Purpose
Marmite or Death! is high-energy, silly and surprisingly challenging. It is ideal for breaking the ice, re-energising a tired group or preparing delegates for creative or high-pressure tasks. You can also use it to help the group learn each others’ names. Its deceptively simple rules build powerful skills: listening, spontaneity and mental agility. The unpredictable game helps delegates sharpen their spontaneity, active listening, focus and verbal agility. It is especially useful as a warm-up for creative thinking, acting or improvisation-based training, all in about 10 minutes.
Objective
Delegates will take turns exchanging silly binary choices in a fast-moving circle game.

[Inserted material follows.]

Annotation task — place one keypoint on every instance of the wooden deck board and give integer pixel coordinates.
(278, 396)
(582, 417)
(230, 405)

Each turn requires immediate responses and forces players to stay mentally engaged, listen closely and think on their feet, or be eliminated!
What You Need
- A clear space where everyone can stand in a circle
- A stopwatch or timer (optional, for practice rounds or increasing speed)
Setup
- Form a circle with all delegates standing and facing inwards.
- Briefly explain the rules shown below. Demonstrate one full round with volunteers if needed.

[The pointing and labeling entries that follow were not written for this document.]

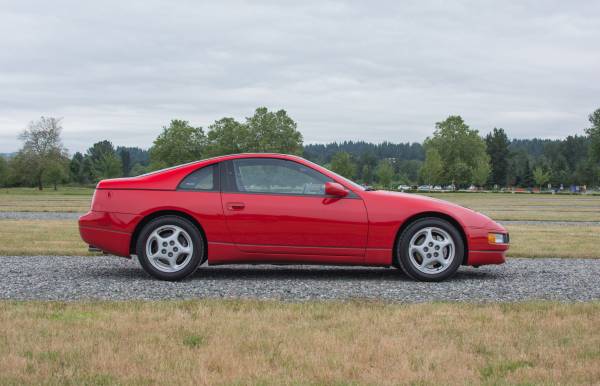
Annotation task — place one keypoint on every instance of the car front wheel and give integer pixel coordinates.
(170, 248)
(430, 249)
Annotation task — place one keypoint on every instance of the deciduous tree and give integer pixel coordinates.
(433, 168)
(177, 144)
(42, 146)
(460, 148)
(385, 172)
(342, 164)
(497, 144)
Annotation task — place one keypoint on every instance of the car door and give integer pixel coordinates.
(277, 208)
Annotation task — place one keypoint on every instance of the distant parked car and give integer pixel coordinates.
(281, 209)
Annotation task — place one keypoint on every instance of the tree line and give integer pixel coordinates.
(455, 154)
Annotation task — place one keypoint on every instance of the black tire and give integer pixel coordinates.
(402, 249)
(197, 254)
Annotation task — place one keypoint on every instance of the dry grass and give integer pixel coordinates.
(554, 241)
(61, 237)
(497, 206)
(40, 237)
(253, 342)
(69, 199)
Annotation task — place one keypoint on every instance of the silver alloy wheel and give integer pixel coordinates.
(431, 250)
(169, 248)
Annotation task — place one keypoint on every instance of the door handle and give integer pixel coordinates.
(235, 205)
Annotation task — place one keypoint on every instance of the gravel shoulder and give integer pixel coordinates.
(111, 278)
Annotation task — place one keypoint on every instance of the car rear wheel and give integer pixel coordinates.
(430, 249)
(170, 248)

- As the trainer, you are the referee and make light-hearted calls on eliminations.
How to Run the Exercise
- One delegate starts by spinning in place, stopping, pointing at another player, and shouting: “Marmite or death?”

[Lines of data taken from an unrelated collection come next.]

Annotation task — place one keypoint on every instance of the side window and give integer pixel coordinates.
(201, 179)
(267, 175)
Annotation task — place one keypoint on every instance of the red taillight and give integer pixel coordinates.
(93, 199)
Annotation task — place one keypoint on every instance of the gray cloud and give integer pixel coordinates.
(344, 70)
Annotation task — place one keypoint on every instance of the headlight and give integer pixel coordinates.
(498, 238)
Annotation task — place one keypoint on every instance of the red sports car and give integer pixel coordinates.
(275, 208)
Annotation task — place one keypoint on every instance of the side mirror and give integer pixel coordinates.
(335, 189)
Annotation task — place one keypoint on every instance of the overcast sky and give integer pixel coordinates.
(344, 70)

- The chosen delegate must respond immediately with either:
“Marmite!” or “Death!”, whichever they would rather have. Suppose they say “Marmite!”. - They must then spin, choose someone else in the circle, name them, and offer a new pairing, using the word they chose plus something new. For example: “Ahmed, Marmite or cactus?”
- That player immediately responds and continues the chain: “Cactus!”, spins, points to someone else and says: “Charlotte, Cactus or Grater?”
- Play continues quickly. Players are eliminated if they hesitate, repeat or use a forbidden word.
- Continue until only one person is left and declare them the winner.
Elimination Rules
A delegate is eliminated and must sit down if they:
- Hesitate too long (roughly 2–3 seconds max).
- Repeat a word that has already been used.
- Use a proper noun, such as a brand, name, place or title (e.g., ‘Google’, ‘Madonna’, ‘Paris’ are not allowed)
Trainer Tips
- Run with low pressure to start with. Give a bit more time for responses so everyone understands the rhythm.
- Once familiar, encourage quicker reactions.
- Encourage boldness. Remind delegates that there are no wrong answers. Creativity and speed matter more than cleverness.
- Get delegates to monitor each others’ performance and listen. The fun is in catching repeated words and noticing hesitation. Emphasise the value of listening over planning.
Timing
Explaining the Exercise: 5 minutes
Activity: 10 minutes
Group Feedback: 10 minutes
Discussion
You can go through an optional discussion if you are teaching communication skills or decision-making:
- What helped you stay focused and respond quickly?
- Did you find yourself planning ahead or listening?
- How did pressure affect your ability to think clearly?
- Can you think of work situations where fast thinking and listening matter?
Variations
- Theme Rounds: Limit choices to categories like ‘food’, ‘objects’ or ‘verbs’.
- Team Mode: If you have many delegates, divide the group into two circles for parallel play, then have winners face off.